Research
20 Mar 2024Galleri test: is this blood test for prostate cancer effective?
There’s a lot of excitement over the potential of tests that look to detect numerous types of cancer (known as multi-cancer early detection tests, or MCEDs for short). Many MCED tests are currently in development, including the Galleri test, developed by a company called Grail. Here is what we think about this test in relation to prostate cancer.
What is the Galleri test?
Galleri is a blood test that looks for DNA fragments in the blood that may have come from cancer cells. There are differences between the DNA of healthy cells and the DNA of cancerous cells, and the test aims to use these differences as signals that might indicate that a patient has cancer.
Researchers hope this test will pick up cancers at an early stage. Diagnosing cancer early means there is a greater chance of treating it successfully.
In earlier studies, the Galleri test was able to able to detect a signal shared by more than 50 different types of cancer, including prostate cancer, but the accuracy of the test varied considerably depending on the location and type of the cancer.
How well does the Galleri test perform in prostate cancer?
Findings from the Circulating Cell-free Genome Atlas study show that the test was highly accurate at ruling out cancer, correctly identifying 99.5% of the people without the disease.
The test also picked up just over half of the known cancer cases. This varied considerably across different cancer types, with promising results seen for cancers of the liver, head and neck, oesophagus, and pancreas (among others).
However, when specifically looking at prostate cancer, the Galleri test correctly identified just 11% of the men with prostate cancer. This means 89% of men with prostate cancer were missed.
Results also showed that the test’s ability to pick up cases of prostate cancer varied widely depending on the stage of the cancer. While the test found most of the most aggressive, stage IV cancers (correctly identifying 25 out of the 30 men with stage IV prostate cancer), the test missed the vast majority of men with localised disease (finding just 3% of men with stage I cancer, and 5% of men with stage II).

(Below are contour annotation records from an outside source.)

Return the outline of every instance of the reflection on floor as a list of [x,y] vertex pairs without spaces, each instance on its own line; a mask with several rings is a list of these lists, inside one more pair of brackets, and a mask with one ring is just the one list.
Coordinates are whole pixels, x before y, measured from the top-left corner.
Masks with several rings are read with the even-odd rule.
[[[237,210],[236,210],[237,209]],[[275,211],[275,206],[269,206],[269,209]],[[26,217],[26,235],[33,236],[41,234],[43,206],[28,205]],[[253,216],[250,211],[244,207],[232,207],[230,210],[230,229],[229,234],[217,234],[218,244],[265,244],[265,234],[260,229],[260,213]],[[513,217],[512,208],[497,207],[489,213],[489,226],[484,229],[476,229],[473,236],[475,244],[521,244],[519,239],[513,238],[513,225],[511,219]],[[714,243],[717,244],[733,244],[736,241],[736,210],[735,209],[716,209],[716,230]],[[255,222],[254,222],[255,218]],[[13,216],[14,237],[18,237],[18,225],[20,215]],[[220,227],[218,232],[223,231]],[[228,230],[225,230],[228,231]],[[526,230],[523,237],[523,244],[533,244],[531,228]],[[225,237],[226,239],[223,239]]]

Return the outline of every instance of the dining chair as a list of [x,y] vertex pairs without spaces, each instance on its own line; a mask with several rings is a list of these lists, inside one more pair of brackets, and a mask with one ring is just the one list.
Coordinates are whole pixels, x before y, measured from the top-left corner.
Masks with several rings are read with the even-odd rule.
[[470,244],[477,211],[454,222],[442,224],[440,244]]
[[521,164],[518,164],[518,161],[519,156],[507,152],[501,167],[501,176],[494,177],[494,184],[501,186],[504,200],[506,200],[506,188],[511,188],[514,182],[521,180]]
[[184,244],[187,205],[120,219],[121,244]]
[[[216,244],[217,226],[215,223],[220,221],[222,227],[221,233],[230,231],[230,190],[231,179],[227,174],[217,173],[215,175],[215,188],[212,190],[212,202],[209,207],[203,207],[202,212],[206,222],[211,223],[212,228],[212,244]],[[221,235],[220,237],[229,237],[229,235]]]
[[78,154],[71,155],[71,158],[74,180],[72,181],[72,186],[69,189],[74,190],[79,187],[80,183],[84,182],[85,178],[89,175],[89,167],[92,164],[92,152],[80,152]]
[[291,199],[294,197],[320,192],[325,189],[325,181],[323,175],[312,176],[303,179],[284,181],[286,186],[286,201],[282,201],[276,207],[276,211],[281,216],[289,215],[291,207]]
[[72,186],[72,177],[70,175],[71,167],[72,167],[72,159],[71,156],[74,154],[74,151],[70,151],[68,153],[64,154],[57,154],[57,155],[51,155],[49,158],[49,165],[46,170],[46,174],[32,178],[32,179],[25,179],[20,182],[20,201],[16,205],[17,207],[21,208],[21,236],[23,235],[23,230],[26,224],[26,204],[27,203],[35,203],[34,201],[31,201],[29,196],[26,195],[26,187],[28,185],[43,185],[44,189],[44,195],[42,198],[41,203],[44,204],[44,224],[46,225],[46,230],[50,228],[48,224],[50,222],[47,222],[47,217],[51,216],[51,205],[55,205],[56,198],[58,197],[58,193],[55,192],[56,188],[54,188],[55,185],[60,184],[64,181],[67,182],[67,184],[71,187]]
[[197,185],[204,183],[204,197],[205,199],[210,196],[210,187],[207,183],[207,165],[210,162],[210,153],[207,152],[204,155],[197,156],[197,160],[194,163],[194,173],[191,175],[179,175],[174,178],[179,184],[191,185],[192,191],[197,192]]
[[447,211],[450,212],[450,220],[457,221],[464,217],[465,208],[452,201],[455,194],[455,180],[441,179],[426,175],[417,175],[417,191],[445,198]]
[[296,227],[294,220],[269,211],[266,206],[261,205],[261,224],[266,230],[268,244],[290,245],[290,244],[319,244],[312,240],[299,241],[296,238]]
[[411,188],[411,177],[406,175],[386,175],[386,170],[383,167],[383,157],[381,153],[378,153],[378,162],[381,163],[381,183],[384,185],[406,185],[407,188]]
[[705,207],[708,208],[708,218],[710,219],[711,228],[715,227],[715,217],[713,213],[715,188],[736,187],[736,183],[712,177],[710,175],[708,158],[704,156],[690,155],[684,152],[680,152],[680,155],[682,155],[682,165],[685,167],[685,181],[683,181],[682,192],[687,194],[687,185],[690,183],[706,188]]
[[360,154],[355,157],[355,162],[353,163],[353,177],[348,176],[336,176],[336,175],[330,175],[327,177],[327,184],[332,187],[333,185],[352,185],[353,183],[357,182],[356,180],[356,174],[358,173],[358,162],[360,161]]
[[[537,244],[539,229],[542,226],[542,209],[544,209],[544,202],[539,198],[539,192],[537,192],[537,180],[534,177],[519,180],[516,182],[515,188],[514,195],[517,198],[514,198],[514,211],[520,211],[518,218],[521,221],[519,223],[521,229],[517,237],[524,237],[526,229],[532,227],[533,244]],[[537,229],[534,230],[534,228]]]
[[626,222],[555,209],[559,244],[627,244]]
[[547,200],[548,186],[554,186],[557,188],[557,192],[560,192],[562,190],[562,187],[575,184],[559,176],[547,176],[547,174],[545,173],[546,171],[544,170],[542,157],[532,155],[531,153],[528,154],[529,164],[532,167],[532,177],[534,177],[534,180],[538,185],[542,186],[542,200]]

These findings are extremely important because for a diagnostic test to be effective, it needs to find not only the advanced cancers (stage IV), but also the cancers that are still localised and contained within the prostate (stages I and II), since these cancers are much more treatable and potentially curable.
In addition, the test’s performance in the PATHFINDER study and SYMPLIFY trial has not improved the case for using the Galleri test in prostate cancer.
What do we think about the Galleri test?
While we look forward to seeing further results from these multi-cancer early detection tests, the data for prostate cancer specifically remains uncompelling and so researchers will need to look at other approaches to accurately detect prostate cancer.
This must also not come at the additional cost of men undergoing invasive biopsies only to find out they do not have cancer, or diagnosing men with the disease, and subjecting them to harsh treatments, when their cancer is unlikely to harm them.
That’s why we recently announced a £42 million trial to find the best way to screen men for prostate cancer, so one day all men at risk are invited for regular tests to find aggressive cancers in time for a cure.
In the meantime, the UK’s National Screening Committee is currently reviewing the existing evidence for different screening programmes for prostate cancer, and we eagerly await the outcome of this review.